VisSched: An Auction based Scheduler for Vision Workloads on Heterogeneous Processors
In this blog, I will be discussing my recent research work on scheduling vision workloads on heterogeneous processors by exploiting the phase behavior in the execution of these workloads. Moreover, this scheduling scheme uses auction theory with modified payoffs and bids such that the algorithm is theoretically starvation-free. This work has been presented as a poster at DAC 2020, and as a full paper at ESWEEK CASES 2020. It is published in IEEE Transactions on Computer-Aided Design of Integrated Circuits and Systems (IEEE TCAD).
Due to an upsurge in the number of IoT, and mobile devices that support computer vision and image processing applications, there has been an emergence of new benchmark suites. The peculiar characteristic of these benchmark suites is that they share a lot of common code kernels. Due to the limited compute capability of the IoT devices, these applications are often offloaded to the cloud servers.
Now, the conventional way to accelerate these applications is to use FPGAs or GPUs. However, these devices do not support multi-application concurrency very efficiently. In fact, there are multiple such predictors  that predict the performance of multi-application concurrency on GPUs with the help of CPU statistics before actually deploying such applications on a GPU. Moreover, we target the applications that work well on multicore CPUs and hence we develop specialized scheduling algorithms for them on the asymmetric multicores.
Figure 1 shows the general scheduling setup where N threads compete amongst themselves to gain a scheduling quantum on K resources. This is a complicated problem, however, it fits rightly in the auction theoretic framework. Our overall approach is shown in Figure 2.
Nash Equilibrium is an important concept in Game Theory. The setting assumes multiple players with strategies and payoffs/utilities. In our case, the threads will be the players and they will have a virtual wallet that will be used in the bidding process. The highest bidder will get to execute on the core.
Nash Equilibrium is basically a stable operating point of the strategies for the players. No player can unilaterally change its strategy without getting worse off.
Let us consider the standard Bob and Alice problem, where both of them are given some pocket money by their moms to buy an ice-cream. Both the kids want to get the ice-cream as well as save some money for buying a toy. Figure 3 explains the setup and the scenarios that can occur.
Based on the scenarios in Figure 3, the bid will be some fraction of the wallet balance (W).
Bid = μ * W
The utility or payoff is defined as the satisfaction or advantage that a player gets by consuming a resource, good, or service.

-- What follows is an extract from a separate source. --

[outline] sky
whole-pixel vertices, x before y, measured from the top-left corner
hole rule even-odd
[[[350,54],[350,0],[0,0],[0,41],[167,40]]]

Utility = (1-μ) * W; for winner, 0; for loser
Let us complicate the scenario such that the ice-cream vendor is able to differentiate between the kids who are really needy and those who do not value the ice-cream. We introduce an auctioneer’s fee (F) to quantify the same. The equations then become:
Bid = μ * (W-F)
Utility = (1-μ) * (W-F) ;for winner, 0; for loser
Let us now extend the formulation to the scheduling problem. Unlike Bob and Alice's one-time ice-cream purchasing competition, a scheduling problem involves multiple such competitions among the threads at every scheduling quantum. In such cases, we need to incentivize the players to bid in the current round and not save their money for the future auction rounds. Thus, we introduce a winner’s bonus to tempt the players to bid, win, and get the bonus added to their wallet. Thus the equation for utility now becomes:
Utility = (1-μ) * (W-F) + B; for winner, 0; for loser
Another decision that we need to make is regarding the policy to update the wallet balance after every auction round. For the winner, it can be equal to its utility, however, for the loser, we cannot let it retain its old wallet balance. This is because the loser will then continue losing forever and there will be starvation, which is an undesirable phenomenon in a scheduling problem. Thus, we introduce a loser’s subsidy (L) to increment the loser’s wallet balance by a small amount after every auction round. The new wallet balance then becomes:
Wallet (W_new) = (1-μ) * (W-F) + B; for winner,
Wallet (W_new) =W_old + L; for loser
We use these results from game theory to calculate the Nash Equilibrium:
If the distributions of W-F and B are the same for all the N players, then ∀ i ∈ N, μ_i = (N-1)/N, else we find the equilibrium strategies using Monte Carlo simulations accelerated by AI techniques.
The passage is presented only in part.